| The Senate's censure of the President and Secretary of the Treasury. |
The Senate, however, took a different view of the subject. It considered the act of the Secretary to have been done under the order of the President, and in condemnatory resolutions held the President responsible therefor. These resolutions of censure connected the Secretary with the President, however, by declaring the reasons offered by the Secretary for the change in regard to the deposits to be "unsatisfactory and insufficient." The President made a vigorous protest against the Senate's resolution charging him with usurpation, and flung the accusation back at the body. He certainly showed that the Senate had no constitutional power to make any such charge against the President; and Senator Benton immediately gave notice that he should move the expunging of the resolutions from the journal at every session of Congress until it should be accomplished.
| National Republicans take the name of Whigs. |
It was in the midst of this conflict, and in consequence of it, a conflict in principle between the legislative and executive departments of the Government, in regard to the extent of their respective powers, that Mr. James Watson Webb, the editor of the New York Courier and Enquirer, began, about February, 1834, to denominate, in his newspaper articles, the opposition party to the President, led by Mr. Clay, Whigs. This title signified opposition to high executive prerogative, and approval of strong Congressional control over the President. The name was gradually substituted for that of National Republicans, as the different members and factions of the party came together upon the principle involved in the name.

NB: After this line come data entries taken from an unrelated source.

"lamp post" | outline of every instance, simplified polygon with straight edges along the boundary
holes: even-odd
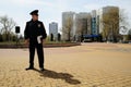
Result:
[[[15,26],[15,33],[16,33],[16,47],[19,46],[19,34],[20,34],[20,26]]]

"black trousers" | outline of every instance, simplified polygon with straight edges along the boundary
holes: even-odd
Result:
[[[44,49],[41,44],[29,44],[29,67],[34,67],[35,49],[37,50],[39,67],[44,67]]]

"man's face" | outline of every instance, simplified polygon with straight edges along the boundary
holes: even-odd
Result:
[[[37,21],[38,20],[38,15],[32,15],[33,21]]]

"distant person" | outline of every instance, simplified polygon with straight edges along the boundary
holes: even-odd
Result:
[[[28,45],[29,48],[29,67],[27,67],[26,71],[34,70],[35,48],[37,49],[40,71],[45,71],[43,41],[46,39],[47,34],[43,22],[38,21],[38,10],[29,14],[32,15],[32,20],[26,23],[24,30],[25,44]]]

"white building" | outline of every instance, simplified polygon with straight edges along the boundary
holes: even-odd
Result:
[[[62,39],[68,40],[68,28],[67,28],[67,23],[70,21],[72,23],[72,28],[71,28],[71,39],[73,39],[73,35],[75,32],[74,27],[74,17],[75,13],[74,12],[62,12]]]
[[[57,40],[58,38],[58,23],[52,22],[49,24],[49,35],[53,35],[53,39]]]

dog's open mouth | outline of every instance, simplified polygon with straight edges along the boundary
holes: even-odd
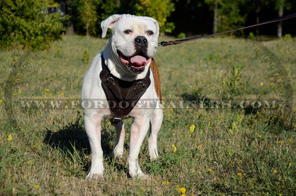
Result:
[[[137,73],[144,71],[145,66],[151,60],[151,57],[147,57],[143,52],[132,57],[126,57],[117,50],[117,53],[121,61],[125,64],[128,68],[133,72]]]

| The cardinal doctrine of the Whigs. |
It seemed, for the moment, as if the parties had returned to the condition of bands of retainers under the lead of Clay and Jackson respectively, but this was more apparent than real. There was a real and comprehensive question at issue, one of the most fundamental questions of political science, the question of parliamentary government or presidential government in the United States. The triumph of President Jackson in this conflict—for the Bank was not rechartered, the deposits were not restored, and the President was not impeached, but the Senate's resolutions of censure were expunged—settled that question, and preserved the American system of government from further following the tendency which, from the accession of Jefferson to that of Jackson, had been slowly asserting itself, the tendency toward Congressional control over the Administration.
The original character of the Whig party explains many important things in its composition and subsequent history. In the first place, it explains why the party was composed, as to its leading element, of high-toned, courteous gentlemen—the larger part of the aristocracy of the land—since it is the instinct of the aristocracy to control the executive through the legislature. It explains further why the Whig party was unable to cope with the problem of slavery, since its fundamental principle was not a doctrine of rights, but of governmental form. It explains, lastly, why, in the development of the country's history, the defeat of the Whig party was necessary to the very existence of the country, when the great struggle should come, since its principle of Congressional control of the Administration would, if realized, have greatly weakened that executive independence, power, and unity, without which victory could hardly have been won.